O-Pee-Chee (OPC) based in Ontario Canada, is mostly thought of as the Canadian version of Topps but it actually pre-dates Topps by many years.

In 1933, OPC issued their first sports card set, the V304 Hockey cards and is currently in the tens of thousands. Their first baseball set was issued in 1937. It was similar to the 1934 Goudeys and Batter-Ups and the top player was Joe Dimaggio.

O-Pee-Chee created baseball card sets similar to TOpps from 1965 into the 1990's. At first OPC sets were much smaller than Topps and included just the first few series. Fronts & backs were nearly identical but with a small "Printed in Canada" on the back and the card stock was slightly different.

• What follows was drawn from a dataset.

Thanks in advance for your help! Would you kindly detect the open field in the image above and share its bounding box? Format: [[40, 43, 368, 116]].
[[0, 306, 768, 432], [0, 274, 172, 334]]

Baseball being much less popular in Canada, OPC print runs of their early years were between 1% and 10% of Topps making them exceedingly scarce !!!

Starting in 1970, Canadian legislation demanded all items produced in Canada carry both French & English so OPC baseball cards became bilingual with both languages included.
Other OPC differences include:
1971, OPC even changed the back design to a much more interesting back and also offered 14 different card photos not in the Topps set.
1972 OPC included a card of Gil Hodges mentioning his death that was not a part of the Topps set.
1974 OPC did not include any "Washington Nationals" variations.
1977 the card format remained like Topps but almost 1/3 of the OPC set had different poses/images than Topps.
In late 1970's, OPC card fronts appeared similar to Topps but sometimes included traded information saying "Now with XXXX". They were able to do this as the OPC cards were printed much later into the season.